Using the Annotate Stream Step for SDR
The Annotate Stream step helps you refine your data for the Streamlined Data Refinery by creating measures, link dimensions, or attributes on stream field(s) which you specify. If you want, you can create multiple annotations on the same field. For example, you might want to create an average measure and a sum measure on the same field. You can also annotate multiple streams to modify the same data model. Additionally, you can create and add calculated measures to the data model.
The Annotate Stream modifies the default model produced from the Build Model job entry.
After you are done annotating your data model, you are ready to publish it.
Use the Annotate Stream Step
You can create annotations in different ways. The annotation type which you create determines which properties are shown in the dialog box to complete that annotation. This task assumes you are in the Transformation canvas in Spoon.
- In the Design tab, click the Flow folder, and then double-click the Annotate Stream step. Alternatively, you can drag the step icon on to the transformation canvas.
- Double-click the Annotate Stream icon to open the Annotate Stream dialog box.

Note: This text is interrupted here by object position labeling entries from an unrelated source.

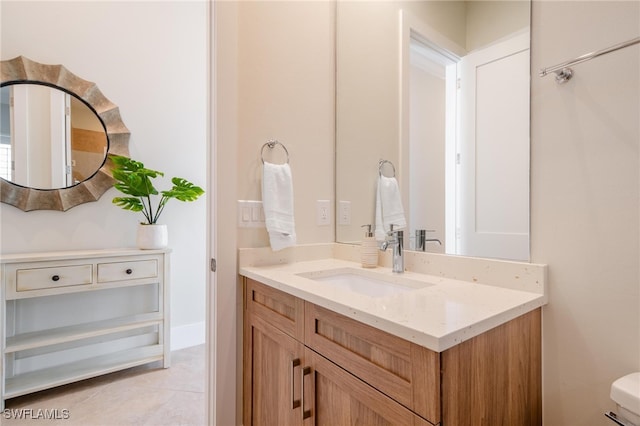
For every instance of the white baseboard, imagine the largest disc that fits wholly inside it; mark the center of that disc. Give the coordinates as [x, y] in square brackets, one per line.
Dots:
[188, 335]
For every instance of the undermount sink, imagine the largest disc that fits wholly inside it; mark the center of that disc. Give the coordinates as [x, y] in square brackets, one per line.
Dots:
[366, 284]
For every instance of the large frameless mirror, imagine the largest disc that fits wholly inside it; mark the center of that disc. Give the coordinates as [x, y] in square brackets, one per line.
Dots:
[441, 90]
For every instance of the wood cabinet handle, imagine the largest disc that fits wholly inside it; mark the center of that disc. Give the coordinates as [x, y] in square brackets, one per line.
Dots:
[305, 413]
[295, 403]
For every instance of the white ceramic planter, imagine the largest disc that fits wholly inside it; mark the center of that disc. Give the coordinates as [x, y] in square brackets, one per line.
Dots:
[152, 236]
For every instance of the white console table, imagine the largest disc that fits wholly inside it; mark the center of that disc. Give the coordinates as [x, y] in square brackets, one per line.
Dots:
[68, 316]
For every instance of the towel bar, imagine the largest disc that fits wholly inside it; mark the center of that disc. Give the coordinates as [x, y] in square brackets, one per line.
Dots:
[381, 164]
[271, 144]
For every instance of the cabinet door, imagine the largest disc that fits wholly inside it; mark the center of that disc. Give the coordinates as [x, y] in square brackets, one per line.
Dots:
[334, 397]
[272, 368]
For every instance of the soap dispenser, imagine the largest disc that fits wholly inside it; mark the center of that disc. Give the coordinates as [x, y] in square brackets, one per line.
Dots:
[369, 249]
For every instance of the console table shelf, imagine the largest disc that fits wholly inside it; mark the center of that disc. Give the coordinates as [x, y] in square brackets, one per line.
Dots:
[70, 316]
[85, 369]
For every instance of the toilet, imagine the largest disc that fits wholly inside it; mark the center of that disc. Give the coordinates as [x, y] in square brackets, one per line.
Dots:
[625, 392]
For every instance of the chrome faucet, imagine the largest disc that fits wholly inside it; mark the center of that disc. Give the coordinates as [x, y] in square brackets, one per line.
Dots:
[396, 241]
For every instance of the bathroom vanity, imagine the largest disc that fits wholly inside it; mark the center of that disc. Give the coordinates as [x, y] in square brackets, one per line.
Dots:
[69, 316]
[445, 351]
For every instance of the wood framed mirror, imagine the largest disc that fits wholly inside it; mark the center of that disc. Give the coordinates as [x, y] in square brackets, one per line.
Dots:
[20, 71]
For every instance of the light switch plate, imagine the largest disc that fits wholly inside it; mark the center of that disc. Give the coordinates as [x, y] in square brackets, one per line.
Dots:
[344, 213]
[323, 212]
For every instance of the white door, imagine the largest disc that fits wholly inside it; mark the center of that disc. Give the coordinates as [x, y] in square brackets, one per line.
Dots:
[493, 209]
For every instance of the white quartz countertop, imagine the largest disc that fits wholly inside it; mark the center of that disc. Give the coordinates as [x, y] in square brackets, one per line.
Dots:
[439, 316]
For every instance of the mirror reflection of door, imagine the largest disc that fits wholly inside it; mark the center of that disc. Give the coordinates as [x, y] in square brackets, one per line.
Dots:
[494, 150]
[50, 139]
[469, 147]
[39, 139]
[432, 108]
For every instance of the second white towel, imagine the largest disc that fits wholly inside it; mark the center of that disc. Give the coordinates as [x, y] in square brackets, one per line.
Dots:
[389, 209]
[277, 201]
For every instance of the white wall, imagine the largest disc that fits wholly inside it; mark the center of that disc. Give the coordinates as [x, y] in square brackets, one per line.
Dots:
[150, 59]
[286, 92]
[585, 204]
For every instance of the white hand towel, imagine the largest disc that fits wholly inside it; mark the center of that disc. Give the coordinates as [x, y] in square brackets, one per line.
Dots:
[277, 201]
[389, 209]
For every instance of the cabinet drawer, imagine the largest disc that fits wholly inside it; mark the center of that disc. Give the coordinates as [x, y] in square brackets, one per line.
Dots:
[282, 310]
[53, 277]
[406, 372]
[121, 271]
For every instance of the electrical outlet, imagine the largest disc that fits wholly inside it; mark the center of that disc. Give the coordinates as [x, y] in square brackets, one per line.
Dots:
[344, 213]
[250, 214]
[323, 212]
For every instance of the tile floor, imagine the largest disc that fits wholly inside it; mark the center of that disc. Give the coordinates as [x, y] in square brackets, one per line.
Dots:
[145, 395]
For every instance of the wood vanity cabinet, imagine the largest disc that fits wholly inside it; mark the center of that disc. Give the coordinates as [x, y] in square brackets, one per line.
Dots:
[304, 364]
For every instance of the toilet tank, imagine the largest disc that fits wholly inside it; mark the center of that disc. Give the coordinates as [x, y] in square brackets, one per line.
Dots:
[625, 392]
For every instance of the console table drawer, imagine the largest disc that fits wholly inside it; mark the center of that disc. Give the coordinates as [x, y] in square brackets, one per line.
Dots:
[120, 271]
[59, 276]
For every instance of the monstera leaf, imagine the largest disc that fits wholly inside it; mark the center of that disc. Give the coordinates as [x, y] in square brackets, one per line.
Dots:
[134, 180]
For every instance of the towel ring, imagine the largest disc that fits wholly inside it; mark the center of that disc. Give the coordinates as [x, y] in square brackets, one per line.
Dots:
[271, 144]
[381, 164]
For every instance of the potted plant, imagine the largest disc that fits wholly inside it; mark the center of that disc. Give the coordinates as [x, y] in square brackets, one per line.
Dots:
[134, 180]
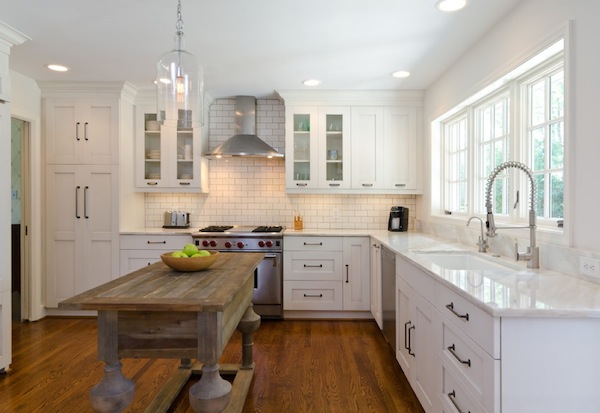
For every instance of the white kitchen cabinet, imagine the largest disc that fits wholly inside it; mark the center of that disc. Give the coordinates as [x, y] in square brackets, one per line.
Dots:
[168, 158]
[81, 130]
[356, 269]
[417, 336]
[82, 229]
[140, 250]
[318, 151]
[326, 273]
[376, 298]
[384, 148]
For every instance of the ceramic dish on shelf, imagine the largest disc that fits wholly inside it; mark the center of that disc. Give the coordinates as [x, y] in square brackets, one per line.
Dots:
[190, 263]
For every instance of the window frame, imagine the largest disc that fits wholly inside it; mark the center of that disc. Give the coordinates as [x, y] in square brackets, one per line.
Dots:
[518, 146]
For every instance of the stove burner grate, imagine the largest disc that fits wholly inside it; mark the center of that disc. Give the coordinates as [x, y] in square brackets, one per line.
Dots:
[277, 228]
[216, 228]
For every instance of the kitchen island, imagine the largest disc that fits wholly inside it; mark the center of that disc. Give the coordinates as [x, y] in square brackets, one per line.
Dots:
[157, 312]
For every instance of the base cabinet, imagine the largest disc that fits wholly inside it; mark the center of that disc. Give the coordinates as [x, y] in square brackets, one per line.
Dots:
[82, 224]
[326, 273]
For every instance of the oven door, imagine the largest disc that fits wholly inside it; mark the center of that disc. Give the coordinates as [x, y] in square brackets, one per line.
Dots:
[268, 280]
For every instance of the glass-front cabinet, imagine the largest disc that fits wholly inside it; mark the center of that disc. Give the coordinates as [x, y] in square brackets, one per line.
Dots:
[317, 148]
[167, 157]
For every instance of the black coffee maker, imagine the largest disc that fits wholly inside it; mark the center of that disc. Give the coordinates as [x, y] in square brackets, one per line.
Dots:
[398, 219]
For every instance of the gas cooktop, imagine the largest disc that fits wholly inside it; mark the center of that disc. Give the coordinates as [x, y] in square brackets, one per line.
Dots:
[239, 230]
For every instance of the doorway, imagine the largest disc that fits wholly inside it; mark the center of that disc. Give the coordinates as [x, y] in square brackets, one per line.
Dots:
[20, 212]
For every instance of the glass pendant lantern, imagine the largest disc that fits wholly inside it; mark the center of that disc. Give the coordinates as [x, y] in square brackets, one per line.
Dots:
[179, 84]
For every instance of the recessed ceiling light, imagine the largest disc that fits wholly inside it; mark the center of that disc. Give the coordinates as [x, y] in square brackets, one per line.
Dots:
[57, 68]
[401, 74]
[311, 82]
[450, 5]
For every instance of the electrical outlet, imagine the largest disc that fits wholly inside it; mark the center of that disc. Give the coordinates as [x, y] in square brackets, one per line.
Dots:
[589, 266]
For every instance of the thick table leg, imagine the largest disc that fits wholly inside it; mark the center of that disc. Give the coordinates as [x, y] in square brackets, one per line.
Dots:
[211, 394]
[248, 325]
[115, 391]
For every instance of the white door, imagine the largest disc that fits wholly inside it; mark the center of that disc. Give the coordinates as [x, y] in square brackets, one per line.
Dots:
[82, 249]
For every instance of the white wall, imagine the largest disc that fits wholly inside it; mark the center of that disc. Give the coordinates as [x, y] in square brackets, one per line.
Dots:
[26, 105]
[519, 35]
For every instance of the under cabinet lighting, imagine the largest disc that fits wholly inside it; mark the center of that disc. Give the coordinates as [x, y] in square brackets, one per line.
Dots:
[311, 82]
[450, 5]
[57, 68]
[400, 74]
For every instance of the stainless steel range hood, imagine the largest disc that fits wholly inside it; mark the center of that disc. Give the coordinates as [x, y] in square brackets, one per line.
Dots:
[245, 142]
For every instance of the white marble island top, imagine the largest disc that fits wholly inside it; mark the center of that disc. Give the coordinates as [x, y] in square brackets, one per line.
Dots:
[514, 291]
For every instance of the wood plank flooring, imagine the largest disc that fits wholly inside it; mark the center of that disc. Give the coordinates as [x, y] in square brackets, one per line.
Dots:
[301, 366]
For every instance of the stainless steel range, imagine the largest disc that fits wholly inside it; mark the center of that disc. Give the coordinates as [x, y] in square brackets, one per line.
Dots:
[268, 276]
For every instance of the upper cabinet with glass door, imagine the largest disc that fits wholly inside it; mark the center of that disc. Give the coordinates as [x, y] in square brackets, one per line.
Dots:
[335, 150]
[167, 157]
[301, 157]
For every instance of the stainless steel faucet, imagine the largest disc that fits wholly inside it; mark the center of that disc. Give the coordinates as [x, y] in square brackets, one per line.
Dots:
[532, 255]
[482, 242]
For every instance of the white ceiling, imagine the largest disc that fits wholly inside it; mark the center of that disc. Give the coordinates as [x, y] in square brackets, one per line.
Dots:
[250, 47]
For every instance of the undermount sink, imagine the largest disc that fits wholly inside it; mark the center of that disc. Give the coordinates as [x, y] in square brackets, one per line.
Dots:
[461, 260]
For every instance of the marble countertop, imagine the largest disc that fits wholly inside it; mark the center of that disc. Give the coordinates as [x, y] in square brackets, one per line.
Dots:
[512, 290]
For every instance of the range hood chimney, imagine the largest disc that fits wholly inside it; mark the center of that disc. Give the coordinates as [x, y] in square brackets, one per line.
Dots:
[245, 142]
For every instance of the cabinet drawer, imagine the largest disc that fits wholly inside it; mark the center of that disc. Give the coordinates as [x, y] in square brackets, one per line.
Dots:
[478, 325]
[476, 368]
[317, 266]
[312, 295]
[154, 242]
[416, 278]
[456, 396]
[313, 244]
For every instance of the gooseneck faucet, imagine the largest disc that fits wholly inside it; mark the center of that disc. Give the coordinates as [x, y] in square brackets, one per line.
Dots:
[533, 253]
[482, 242]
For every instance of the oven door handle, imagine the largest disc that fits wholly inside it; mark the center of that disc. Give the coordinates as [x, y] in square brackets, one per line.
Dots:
[274, 256]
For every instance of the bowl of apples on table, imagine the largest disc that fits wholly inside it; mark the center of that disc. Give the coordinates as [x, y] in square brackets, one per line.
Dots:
[189, 258]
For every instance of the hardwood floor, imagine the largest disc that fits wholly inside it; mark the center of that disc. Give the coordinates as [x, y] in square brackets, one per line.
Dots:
[301, 366]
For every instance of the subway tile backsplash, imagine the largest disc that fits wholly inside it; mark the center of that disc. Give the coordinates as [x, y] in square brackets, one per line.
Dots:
[250, 191]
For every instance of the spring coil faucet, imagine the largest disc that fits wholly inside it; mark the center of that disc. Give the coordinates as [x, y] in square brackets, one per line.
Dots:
[532, 255]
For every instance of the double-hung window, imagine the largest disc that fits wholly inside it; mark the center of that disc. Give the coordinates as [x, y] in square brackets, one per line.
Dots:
[521, 120]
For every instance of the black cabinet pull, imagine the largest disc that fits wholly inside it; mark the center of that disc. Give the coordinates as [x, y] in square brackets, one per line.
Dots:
[452, 350]
[77, 202]
[451, 308]
[85, 188]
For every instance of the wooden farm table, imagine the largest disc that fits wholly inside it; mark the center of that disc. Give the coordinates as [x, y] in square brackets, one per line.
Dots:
[156, 312]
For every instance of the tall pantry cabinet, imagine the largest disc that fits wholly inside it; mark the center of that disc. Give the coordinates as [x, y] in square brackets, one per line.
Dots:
[81, 142]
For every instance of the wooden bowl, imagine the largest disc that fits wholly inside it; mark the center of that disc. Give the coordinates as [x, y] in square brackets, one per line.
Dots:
[190, 263]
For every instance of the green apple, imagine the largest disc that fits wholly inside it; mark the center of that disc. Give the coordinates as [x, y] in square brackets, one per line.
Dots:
[190, 249]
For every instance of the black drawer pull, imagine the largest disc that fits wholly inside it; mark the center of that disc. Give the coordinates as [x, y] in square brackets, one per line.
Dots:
[452, 349]
[451, 396]
[451, 308]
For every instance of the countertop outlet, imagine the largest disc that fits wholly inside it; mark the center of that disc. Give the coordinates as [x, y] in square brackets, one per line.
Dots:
[589, 266]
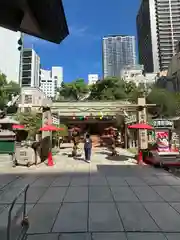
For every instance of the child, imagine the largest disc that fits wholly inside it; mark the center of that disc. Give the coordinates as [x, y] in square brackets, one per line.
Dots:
[87, 147]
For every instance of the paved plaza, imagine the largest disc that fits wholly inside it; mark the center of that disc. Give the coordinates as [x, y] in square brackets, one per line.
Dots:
[109, 199]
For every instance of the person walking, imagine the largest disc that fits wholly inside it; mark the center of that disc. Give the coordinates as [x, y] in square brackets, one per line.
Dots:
[87, 148]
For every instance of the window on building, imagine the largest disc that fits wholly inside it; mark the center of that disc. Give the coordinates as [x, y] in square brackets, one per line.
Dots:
[28, 99]
[28, 109]
[26, 74]
[26, 67]
[27, 53]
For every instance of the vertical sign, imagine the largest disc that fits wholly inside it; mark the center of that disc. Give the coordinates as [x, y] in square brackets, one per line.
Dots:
[142, 118]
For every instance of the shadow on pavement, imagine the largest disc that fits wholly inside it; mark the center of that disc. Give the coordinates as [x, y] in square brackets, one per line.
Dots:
[58, 202]
[117, 157]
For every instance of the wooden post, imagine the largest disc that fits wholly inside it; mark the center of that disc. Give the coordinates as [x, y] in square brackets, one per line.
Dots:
[46, 120]
[142, 118]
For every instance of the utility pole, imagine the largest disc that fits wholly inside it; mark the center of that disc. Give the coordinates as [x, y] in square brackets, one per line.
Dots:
[20, 48]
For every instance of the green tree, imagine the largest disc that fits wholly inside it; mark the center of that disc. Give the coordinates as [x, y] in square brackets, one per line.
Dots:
[113, 88]
[74, 90]
[7, 90]
[110, 88]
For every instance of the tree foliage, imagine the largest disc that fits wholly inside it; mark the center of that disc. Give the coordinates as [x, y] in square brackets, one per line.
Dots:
[7, 90]
[112, 88]
[166, 102]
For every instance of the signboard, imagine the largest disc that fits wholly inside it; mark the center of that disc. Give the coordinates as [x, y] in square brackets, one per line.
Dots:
[142, 118]
[162, 139]
[130, 119]
[162, 123]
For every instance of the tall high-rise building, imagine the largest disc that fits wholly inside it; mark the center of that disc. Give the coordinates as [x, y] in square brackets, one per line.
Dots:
[118, 51]
[9, 54]
[92, 79]
[57, 73]
[158, 29]
[51, 80]
[30, 75]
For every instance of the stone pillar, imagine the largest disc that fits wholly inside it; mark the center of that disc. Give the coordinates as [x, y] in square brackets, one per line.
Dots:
[142, 118]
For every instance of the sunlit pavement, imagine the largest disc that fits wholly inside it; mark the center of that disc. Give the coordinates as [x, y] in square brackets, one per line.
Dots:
[106, 199]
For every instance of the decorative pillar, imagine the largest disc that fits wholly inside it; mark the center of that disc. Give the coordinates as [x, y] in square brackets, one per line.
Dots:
[142, 118]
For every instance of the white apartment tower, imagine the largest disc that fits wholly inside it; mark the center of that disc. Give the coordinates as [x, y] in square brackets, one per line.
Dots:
[30, 76]
[158, 29]
[118, 51]
[51, 80]
[57, 73]
[9, 54]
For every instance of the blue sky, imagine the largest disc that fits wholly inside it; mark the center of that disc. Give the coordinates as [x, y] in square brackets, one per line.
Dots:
[88, 20]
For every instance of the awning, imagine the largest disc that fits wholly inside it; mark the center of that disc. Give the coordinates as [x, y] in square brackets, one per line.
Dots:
[44, 19]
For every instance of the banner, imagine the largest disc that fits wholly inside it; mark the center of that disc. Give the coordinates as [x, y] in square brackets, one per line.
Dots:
[162, 140]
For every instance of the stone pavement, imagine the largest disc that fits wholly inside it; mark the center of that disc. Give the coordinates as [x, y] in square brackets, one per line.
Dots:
[106, 199]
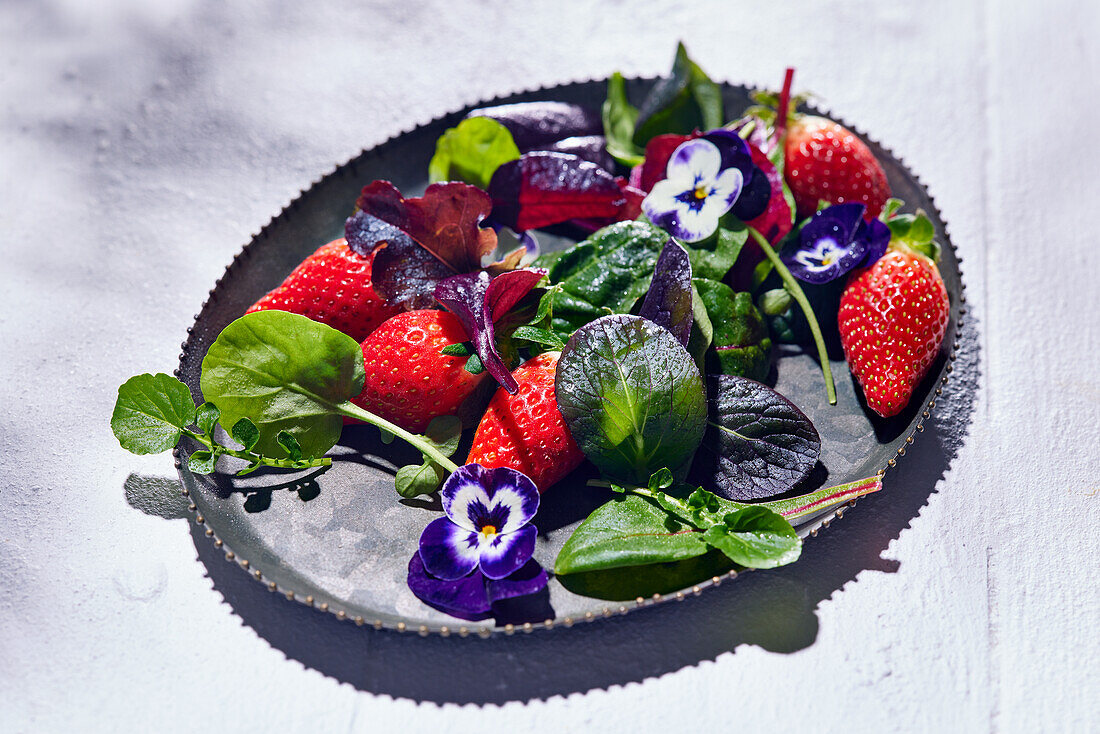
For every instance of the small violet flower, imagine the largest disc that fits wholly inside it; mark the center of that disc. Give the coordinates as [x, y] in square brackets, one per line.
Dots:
[695, 193]
[487, 524]
[835, 241]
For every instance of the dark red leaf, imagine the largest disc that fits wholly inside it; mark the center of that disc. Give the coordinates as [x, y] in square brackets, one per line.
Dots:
[540, 188]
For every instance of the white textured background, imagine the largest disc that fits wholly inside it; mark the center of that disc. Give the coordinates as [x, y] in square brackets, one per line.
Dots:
[141, 145]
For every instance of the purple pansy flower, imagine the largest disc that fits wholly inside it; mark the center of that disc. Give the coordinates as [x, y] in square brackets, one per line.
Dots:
[487, 524]
[835, 241]
[695, 193]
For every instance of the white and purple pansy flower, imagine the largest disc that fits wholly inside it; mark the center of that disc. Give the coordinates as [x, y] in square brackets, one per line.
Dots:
[487, 524]
[695, 193]
[835, 241]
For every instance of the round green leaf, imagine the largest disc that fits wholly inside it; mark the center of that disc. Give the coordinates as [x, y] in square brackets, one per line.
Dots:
[631, 396]
[284, 372]
[150, 413]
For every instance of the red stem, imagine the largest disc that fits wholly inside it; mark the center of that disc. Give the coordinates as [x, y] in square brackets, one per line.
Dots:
[784, 102]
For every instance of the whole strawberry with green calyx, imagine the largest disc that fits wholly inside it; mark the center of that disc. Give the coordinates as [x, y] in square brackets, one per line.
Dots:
[332, 286]
[418, 368]
[823, 160]
[525, 431]
[893, 316]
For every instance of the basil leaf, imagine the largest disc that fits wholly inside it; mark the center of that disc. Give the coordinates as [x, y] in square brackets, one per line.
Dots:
[741, 346]
[631, 397]
[628, 530]
[669, 299]
[285, 372]
[472, 151]
[619, 117]
[756, 537]
[151, 412]
[679, 103]
[606, 273]
[713, 256]
[757, 445]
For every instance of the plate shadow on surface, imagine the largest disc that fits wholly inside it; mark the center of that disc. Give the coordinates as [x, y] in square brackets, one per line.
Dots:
[773, 610]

- Enter a name for the step in the Step Name field.
- Select if you want to save the step locally or if you want to share it.
- Local: The annotations will be saved locally into the transformation.
- Shared: Allows you to select, create, or rename a shared group of annotations for use by PDI users.
- Optionally, enter a description for the annotations in the Description field.
- Select available fields for annotation.
- Click the Select Fields button to open the Select Fields to Annotate dialog box.
- Double-click the fields in the Available Fields list to add them to the Selected Fields list. Optionally, you can use the arrows to move one or more fields to the Selected Fields list.
- When finished, click OK to close the dialog box. The selected fields now display in the Annotations table featuring the following columns:
Column Description Field Lists the names of the fields selected for annotation. Model Action Specifies which model action is being taken: Create Measure, Create Attribute, or Link Dimension. Summary Displays a summary of that specific annotation.
- Now you can annotate the selected fields.
- To annotate a field, double-click it in the Annotations section. The Annotate dialog box appears for the selected field. Optionally, you can select the field in the Annotations table and then click the Edit (pencil) icon in the upper-right corner.
- In the Actions field, click the drop-down arrow to select one of the following actions. (For help on selecting values, select the topic link beside each action.)
- Create Measure. See Creating Measures on Stream Fields.
- Create Attribute. See Creating Attributes.
- Link Dimension. See Creating Link Dimensions.
- You can use the Previous and Next buttons to navigate through the fields. When finished, click OK to continue or Cancel to close the dialog box without saving your annotations.
You can remove a field from the Annotations section by selecting it in the table and then clicking the Delete ('X') icon in the upper-right corner.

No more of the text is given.